Delayed gastric emptying can cause increases in stomach volume and pressure; therefore, accelerated gastric emptying should decrease stomach pressures. Melissas et al. [54] and Shah et al. [55] provided evidence that SG speeds gastric emptying. In contrast, Himpens et al. [49] demonstrated slowed gastric emptying at one year after SG. The alteration of sleeve anatomy postoperatively may decrease GERD. Stretching of the sleeve returns it to a more physiological level of compliance than in the immediate postoperative period [34]. Increased compliance may lead to decreased gastric pressures. Tension on the gastric walls below the cardia should be reduced after SG according to LaPlace’s law (a lower diameter leads to lower wall tension if pressure is maintained) [56]. Eventual restoration of the angle of His [49] can decrease GERD symptoms as the angle of His is an anatomical feature protective against GERD [57]. Lazoura et al. [52] demonstrated that certain sleeve shapes correlated with decreased reflux symptoms. The resection of fundus in SG results in removal of the majority of the stomach’s parietal cells. Parietal cells are the major acid producing cells in the stomach [60] and their removal may decrease gastric acid production.
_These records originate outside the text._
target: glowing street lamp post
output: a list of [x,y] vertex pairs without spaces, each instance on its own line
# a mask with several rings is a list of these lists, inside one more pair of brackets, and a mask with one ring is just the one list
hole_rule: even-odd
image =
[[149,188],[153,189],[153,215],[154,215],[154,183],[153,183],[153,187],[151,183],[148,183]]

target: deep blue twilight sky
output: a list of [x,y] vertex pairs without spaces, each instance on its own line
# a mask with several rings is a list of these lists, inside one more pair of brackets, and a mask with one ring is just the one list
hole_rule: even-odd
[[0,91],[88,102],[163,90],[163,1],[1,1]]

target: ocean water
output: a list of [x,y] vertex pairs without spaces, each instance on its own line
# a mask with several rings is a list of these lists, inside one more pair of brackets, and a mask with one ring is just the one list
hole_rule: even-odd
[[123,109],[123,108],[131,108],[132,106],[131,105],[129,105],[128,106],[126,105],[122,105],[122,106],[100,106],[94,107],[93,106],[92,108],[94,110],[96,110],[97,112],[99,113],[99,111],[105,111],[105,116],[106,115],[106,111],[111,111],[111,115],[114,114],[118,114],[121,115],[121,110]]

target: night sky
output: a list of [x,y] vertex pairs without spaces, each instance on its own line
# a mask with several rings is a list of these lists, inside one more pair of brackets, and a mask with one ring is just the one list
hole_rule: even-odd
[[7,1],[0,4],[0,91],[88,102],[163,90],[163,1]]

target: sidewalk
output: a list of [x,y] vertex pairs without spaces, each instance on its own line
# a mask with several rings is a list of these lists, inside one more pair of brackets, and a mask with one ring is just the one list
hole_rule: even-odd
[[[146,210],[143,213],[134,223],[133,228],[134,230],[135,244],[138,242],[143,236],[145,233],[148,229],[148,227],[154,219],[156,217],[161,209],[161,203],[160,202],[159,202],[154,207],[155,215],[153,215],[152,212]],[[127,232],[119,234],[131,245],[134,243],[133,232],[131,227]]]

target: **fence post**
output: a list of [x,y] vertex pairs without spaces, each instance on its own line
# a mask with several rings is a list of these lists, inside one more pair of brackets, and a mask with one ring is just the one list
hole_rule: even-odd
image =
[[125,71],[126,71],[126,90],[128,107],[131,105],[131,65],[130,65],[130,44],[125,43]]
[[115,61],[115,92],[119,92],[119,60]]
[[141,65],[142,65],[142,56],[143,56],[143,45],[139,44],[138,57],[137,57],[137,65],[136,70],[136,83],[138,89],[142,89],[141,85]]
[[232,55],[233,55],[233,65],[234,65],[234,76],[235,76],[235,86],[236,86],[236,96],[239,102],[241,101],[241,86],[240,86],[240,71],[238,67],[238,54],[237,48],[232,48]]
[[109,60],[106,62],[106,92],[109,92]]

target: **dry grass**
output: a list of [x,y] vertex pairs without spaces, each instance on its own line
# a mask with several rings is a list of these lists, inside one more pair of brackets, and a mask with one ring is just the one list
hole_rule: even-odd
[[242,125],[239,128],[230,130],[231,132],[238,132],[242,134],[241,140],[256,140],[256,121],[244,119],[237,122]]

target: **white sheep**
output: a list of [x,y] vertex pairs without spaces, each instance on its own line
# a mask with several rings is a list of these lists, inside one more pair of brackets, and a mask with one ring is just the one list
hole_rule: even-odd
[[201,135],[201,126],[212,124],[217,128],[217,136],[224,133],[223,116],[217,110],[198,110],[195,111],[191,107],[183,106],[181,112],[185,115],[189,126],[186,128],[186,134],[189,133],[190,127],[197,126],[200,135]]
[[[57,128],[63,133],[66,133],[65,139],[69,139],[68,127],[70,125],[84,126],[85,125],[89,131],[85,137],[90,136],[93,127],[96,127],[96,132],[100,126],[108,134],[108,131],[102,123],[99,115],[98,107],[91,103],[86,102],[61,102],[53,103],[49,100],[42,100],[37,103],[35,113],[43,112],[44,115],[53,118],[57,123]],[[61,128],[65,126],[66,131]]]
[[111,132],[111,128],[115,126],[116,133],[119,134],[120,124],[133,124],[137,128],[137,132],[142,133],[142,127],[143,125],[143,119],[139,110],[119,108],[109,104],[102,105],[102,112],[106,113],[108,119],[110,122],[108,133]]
5. Hiatal Hernia, SG, and GERD

The relationship between hiatal hernia, SG, and GERD warrants discussion. Studies utilizing this combined technique were not included above, nor in the recent systematic analysis by Chiu et al. [9]. Results have been promising. Daes et al. [61], a prospective single centre study, utilized hiatal hernia repair concurrently with SG and had a resultant 47.5% decrease in GERD prevalence postoperatively at 6 and 12 months. Soricelli et al. [62] demonstrated no de novo cases of GERD in any of the 97 patients undergoing SG and hiatal hernia repair. Even in cases where no hiatal hernia repair was planned the dissection involved in SG can function to reduce any hiatal hernia via traction applied during routine dissection. This was evidenced by the fact that in Daes et al. [61] of the 65 HH diagnosed preoperatively 31 had been reduced through the dissection associated with SG at the time of operation. Recognition and planned repair of hiatal hernia concurrently with SG may be one of the major technical factors in reducing post-SG GERD in the future.

6. Conclusion

Currently, the effect of SG on GERD remains controversial. In addition there remains marked heterogeneity among the studies assessing GERD following SG. Assessment using a common objective standard for the evaluation of GERD, such as 24-hour pH monitoring, is lacking. Differences in surgical technique among studies may also contribute to difficulty comparing GERD following SG in the literature. Randomized controlled trials are needed with both objective and subjective measures of GERD to clarify this controversy in the future.